Nous avons examiné les sources bibliques du temps de la pentecôte, maintenant, nous allons approfondir notre intelligence de la tradition en posant un regard sur la dimension spirituelle de Chavouôt et son épanouissement dans la Nouvelle Alliance:

-  A. sens du Omer, les sept semaines d'oblation des prémices

-  B. rémission des dettes

-  C. fête de la Torah

 

1. Donc Chavouôt est la clôture des semaines de Omer (des prémices), fête des moissons où selon le commandement du Seigneur à Moïse, les juifs apportaient une gerbe de la moisson au prêtre pour l'offrir sur l'autel , puis comptaient sept semaines pour offrir une oblation nouvelle. Lév. 23, 10.15.

Cette offrande est celle de la mémoire de l'Entrée dans la terre promise après les pérégrinations dans le désert. C'est une action de grâces pour ce qui a été accompli  et ce qui va se réaliser.

Le grand philosophe juif Philon nous explique que le Omer est apporté sur l'autel

"en action de grâces pour la prospérité et l'abondance; le Omer procure à la fois le souvenir de Dieu qui est le bien le plus excellent, et une juste action de grâce envers Celui qui est la cause de toute prospérité".

Ainsi toute la tradition juive puis chrétienne dans l'esprit des Ecritures sacrées propose aux fidèles d'apporter à l'autel des offrandes en action de grâces (Eucharistie) à Celui qui fournit tous biens comme signe de la reconnaissance de la totale dépendance de l'homme par rapport à Dieu.

 

Pesssah, la Pâque est la libération du joug de l'esclavage, les sept semaines sont le symbole de la purification progressive, lente, difficile qui conduit de la libération physique, de principe,  à la libération effective qui ne peut se réaliser qu'à deux conditions:

1. Quand l'Homme veut intérieurement être vraiment libre en prenant tout le temps nécessaire pour  calculer la dépense et être sûr de son choix;

2. quand il reçoit la connaissance de l'Economie divine qui assure cette liberté par le don et la réception de la Torah.

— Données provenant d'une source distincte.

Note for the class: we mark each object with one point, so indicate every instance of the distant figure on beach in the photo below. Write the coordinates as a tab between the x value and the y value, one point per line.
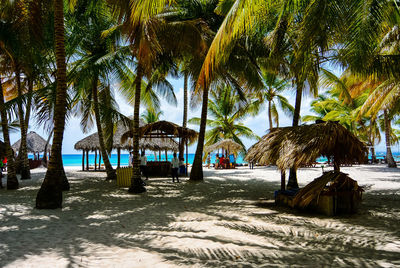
182	166
217	161
251	164
208	161
143	165
175	166
130	163
222	161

Cette lente libération est la nôtre. Notre grand Origène, quoiqu'en dise J. Daniélou, reste parfaitement dans l'esprit de la fête juive quand il commente la fête des prémices comme le renouvellement de l'Homme intérieur:

 

"Si tu veux toi aussi célébrer avec Dieu la fête des Prémices, veille à la manière dont tu sèmes et au lieu où tu sèmes afin de pouvoir récolter des fruits qui plaisent à Dieu et lui fassent célébrer une fête. Or tu ne pourras la réaliser qu'en écoutant la parole de l'apôtre: "Celui qui sème dans l'Esprit, moissonnera dans l'Esprit  la vie éternelle". <> Celui qui renouvelle son coeur et l'Homme intérieur, de jour en jour, défriche des terres neuves et ne sème pas sur des épines, mais sur une bonne terre qui lui rendra, trente, soixante ou cent pour un. Tel  est celui qui sème dans l'Esprit et qui moissonne dans l'Esprit. Or parmi les fruits de l'Esprit, le premier est la joie. Et il est naturel de fêter les Prémices quand on moissonne la joie; surtout si on moissonne en même temps la paix, la patience, la bonté, la douceur, si on recueille les autres fruits de l'Esprit, on célébrera très dignement pour le Seigneur la fête des prémices".

 

Origène nous montre le labeur de la libération de l'Homme intérieur, il ne s'attache pas à son caractère pénible, car pour celui qui est dans l'Esprit, tout est joie pour et dans le Seigneur.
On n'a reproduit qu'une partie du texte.